Split over 2 buckets or use a larger (wine) bucket, they're around 8 gallons, perhaps?
The wine buckets are around 10 gallons. I hate them because they are so leaky, air wise.
I currently have:
3 x 6 gallon Better Bottles. I dislike them because they flex if you move them and they are hard to clean through the narrow opening. But they work.
2 x 3 gallon Better Bottles. They don't flex as much as the 6 gallon version, but still hard to clean.
2 x 7 gallon Bigmouth fermentors. They flex, but at least you can get inside to clean them.
Several 1/4 barrel (7.75 gallon) Sanke kegs. I'm about to weld a 4" TC ports on them so they can be used as fermentors.
Several 1/2 barrel (15.5 gallon) Sanke kegs. See above.
I could also borrow 5 gallon carboys from friends.
How much does headspace matter when fermenting a big beer like this ?
I wonder why the recipe directions don't mention the 2nd yeast or the possible need for feeding.
If I/we brew this big wort, how do you feed it ? Or do you think that Anchorage Brewing starts with a smaller wort and then feeds it ?
It's not impossible to ferment a 1.164 wort from the get go, I've had wonderful RISs in that range, but it's surely pushing it, and the risk of it stalling is always looming.
I'm here to learn. Tell me more. What yeast did you use ?
Now if you're going to feed this, you can start out somewhat smaller as you'll be adding more wort (and nutrients) toward the end. But you need to plan for that, it's a different process.
Feed it wort ? Brew more every week ? Can wort in a sterile jar ? I have a pressure cooker and I canned wort for starters way back when...
Also, I'd try very hard to prevent oxidation during the feeding phase. Whenever taking samples and adding wort, I'd leave the lid on, and use a 2nd access hole, so you can stream CO2 in while tinkering with the samples and feeding. But that's me.

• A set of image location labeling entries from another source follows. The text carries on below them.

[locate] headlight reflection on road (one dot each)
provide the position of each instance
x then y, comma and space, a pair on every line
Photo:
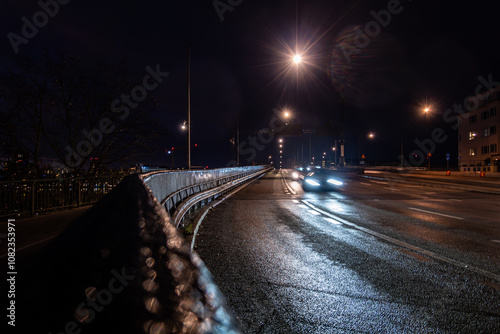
335, 182
335, 206
312, 182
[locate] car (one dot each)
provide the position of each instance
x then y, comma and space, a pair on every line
321, 179
297, 172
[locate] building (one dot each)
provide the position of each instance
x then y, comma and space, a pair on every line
478, 134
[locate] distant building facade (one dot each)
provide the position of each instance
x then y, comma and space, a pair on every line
478, 134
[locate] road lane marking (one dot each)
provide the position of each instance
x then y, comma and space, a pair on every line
436, 213
314, 212
430, 254
287, 185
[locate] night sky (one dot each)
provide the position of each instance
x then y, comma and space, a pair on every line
427, 53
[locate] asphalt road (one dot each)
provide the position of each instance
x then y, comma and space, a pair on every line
376, 257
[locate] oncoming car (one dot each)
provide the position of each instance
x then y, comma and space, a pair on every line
321, 179
297, 173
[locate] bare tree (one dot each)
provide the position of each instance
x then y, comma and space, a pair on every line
58, 108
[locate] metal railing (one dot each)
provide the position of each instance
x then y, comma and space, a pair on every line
29, 197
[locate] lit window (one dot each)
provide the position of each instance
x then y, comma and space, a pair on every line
485, 115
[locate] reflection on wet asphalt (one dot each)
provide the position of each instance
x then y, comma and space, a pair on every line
286, 267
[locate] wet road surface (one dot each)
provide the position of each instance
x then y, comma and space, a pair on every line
375, 257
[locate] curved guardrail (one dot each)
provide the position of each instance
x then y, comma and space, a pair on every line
127, 268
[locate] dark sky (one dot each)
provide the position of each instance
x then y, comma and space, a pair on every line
429, 52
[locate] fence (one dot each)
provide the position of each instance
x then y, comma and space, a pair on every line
30, 197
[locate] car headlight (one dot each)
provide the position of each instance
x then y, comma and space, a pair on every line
335, 182
312, 182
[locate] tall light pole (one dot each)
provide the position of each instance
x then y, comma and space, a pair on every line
188, 125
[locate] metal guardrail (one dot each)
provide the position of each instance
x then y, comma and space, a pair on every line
126, 259
203, 182
29, 197
211, 194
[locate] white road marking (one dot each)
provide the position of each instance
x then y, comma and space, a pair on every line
436, 213
430, 254
30, 245
333, 221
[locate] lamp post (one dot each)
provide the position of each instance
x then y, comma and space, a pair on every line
188, 122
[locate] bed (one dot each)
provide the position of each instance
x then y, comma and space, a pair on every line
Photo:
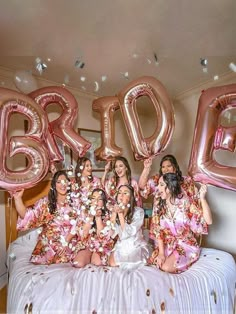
207, 287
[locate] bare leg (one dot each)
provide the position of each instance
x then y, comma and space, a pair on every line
168, 265
96, 259
82, 258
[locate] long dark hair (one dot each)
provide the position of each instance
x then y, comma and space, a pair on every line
52, 194
132, 202
128, 169
81, 162
174, 185
105, 210
174, 163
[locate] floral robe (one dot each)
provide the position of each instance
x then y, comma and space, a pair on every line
111, 190
102, 243
54, 229
188, 187
179, 231
81, 195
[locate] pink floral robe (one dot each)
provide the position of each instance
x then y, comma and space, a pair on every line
189, 188
111, 190
55, 228
179, 232
102, 243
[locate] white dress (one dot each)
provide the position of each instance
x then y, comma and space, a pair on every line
131, 250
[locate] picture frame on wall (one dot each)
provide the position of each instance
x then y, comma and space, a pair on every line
94, 137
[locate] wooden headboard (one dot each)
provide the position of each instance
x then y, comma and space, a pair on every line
30, 197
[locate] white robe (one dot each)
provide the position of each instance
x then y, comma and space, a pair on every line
131, 250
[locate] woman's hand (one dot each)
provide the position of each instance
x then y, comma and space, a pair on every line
160, 259
18, 194
147, 163
108, 167
202, 192
118, 209
98, 212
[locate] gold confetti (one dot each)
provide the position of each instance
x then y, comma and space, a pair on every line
171, 292
163, 307
213, 293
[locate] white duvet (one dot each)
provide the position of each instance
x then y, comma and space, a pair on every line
207, 287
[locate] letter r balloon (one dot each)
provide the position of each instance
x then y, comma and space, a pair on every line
210, 135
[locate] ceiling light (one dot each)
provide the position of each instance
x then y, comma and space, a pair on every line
156, 59
232, 67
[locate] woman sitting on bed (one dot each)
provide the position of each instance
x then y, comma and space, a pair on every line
93, 231
130, 250
56, 217
176, 227
85, 182
121, 175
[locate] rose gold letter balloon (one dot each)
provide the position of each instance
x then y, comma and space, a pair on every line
157, 142
31, 145
106, 106
210, 136
63, 127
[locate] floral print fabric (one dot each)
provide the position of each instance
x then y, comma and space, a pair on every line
55, 228
179, 229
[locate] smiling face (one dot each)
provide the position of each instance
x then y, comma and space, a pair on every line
61, 185
96, 199
120, 169
167, 167
123, 195
164, 192
87, 171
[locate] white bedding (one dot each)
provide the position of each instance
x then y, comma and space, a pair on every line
207, 287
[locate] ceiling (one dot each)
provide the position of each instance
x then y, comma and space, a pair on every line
119, 41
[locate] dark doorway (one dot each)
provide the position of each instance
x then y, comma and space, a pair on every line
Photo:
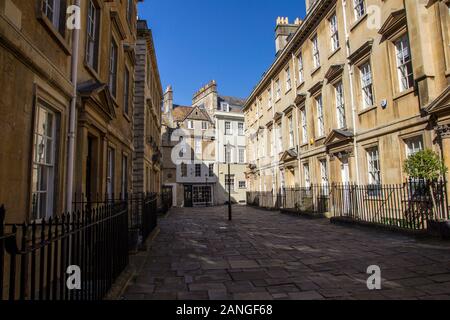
188, 196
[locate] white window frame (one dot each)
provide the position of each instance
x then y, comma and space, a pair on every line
228, 128
373, 166
198, 145
413, 145
92, 35
113, 61
316, 52
301, 74
320, 116
44, 162
304, 125
334, 33
198, 170
306, 175
241, 155
365, 71
278, 89
359, 8
52, 10
340, 105
288, 78
291, 131
404, 63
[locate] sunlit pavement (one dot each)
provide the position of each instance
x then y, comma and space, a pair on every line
266, 255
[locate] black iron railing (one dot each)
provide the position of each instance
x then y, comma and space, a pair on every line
35, 258
409, 205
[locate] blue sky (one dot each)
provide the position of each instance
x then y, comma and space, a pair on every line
230, 41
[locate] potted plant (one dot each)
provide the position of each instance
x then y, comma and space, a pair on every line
427, 167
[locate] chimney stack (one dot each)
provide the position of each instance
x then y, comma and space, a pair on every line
283, 30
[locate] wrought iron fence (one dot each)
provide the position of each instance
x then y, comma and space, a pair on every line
409, 205
142, 211
34, 258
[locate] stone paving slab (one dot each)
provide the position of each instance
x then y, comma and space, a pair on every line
264, 255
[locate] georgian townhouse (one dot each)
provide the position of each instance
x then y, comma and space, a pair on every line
356, 87
106, 75
147, 115
35, 81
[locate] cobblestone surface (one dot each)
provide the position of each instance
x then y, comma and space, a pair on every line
264, 255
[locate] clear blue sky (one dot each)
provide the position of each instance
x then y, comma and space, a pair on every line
230, 41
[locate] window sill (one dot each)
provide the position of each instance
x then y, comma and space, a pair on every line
403, 93
315, 70
54, 33
358, 22
334, 52
366, 110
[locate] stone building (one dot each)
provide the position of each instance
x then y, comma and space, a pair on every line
195, 143
35, 52
356, 87
105, 112
147, 115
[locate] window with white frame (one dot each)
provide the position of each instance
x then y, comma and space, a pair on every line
304, 126
413, 145
306, 175
92, 35
54, 10
278, 89
324, 175
288, 79
365, 71
44, 163
184, 170
301, 74
110, 172
316, 53
228, 154
359, 8
320, 117
280, 138
228, 130
241, 128
269, 99
124, 187
241, 155
334, 33
404, 63
126, 93
113, 55
291, 132
373, 165
198, 145
229, 182
340, 105
198, 170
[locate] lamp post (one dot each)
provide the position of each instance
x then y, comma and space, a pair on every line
230, 215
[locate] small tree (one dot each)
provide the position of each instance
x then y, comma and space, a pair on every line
428, 166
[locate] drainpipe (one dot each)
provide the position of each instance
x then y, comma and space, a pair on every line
352, 97
72, 118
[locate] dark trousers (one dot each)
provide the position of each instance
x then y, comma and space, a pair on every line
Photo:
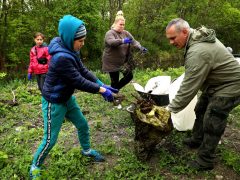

I thought oxidation wasn't an issue while yeast were actively fermenting ? I thought they would gobble up any excess oxygen that was available ? Isn't that one advantage to bottle conditioning over forced carbination ? Though this beer will need to be force carbinated.
I could easily weld or solder extra ports on the Sanke kegs. Would also help for pushing the final product into a serving keg. But... you can't see what is going on inside.
Sounds like this will take more prep than I was anticipating. Also sounds like this is a great learning opportunity.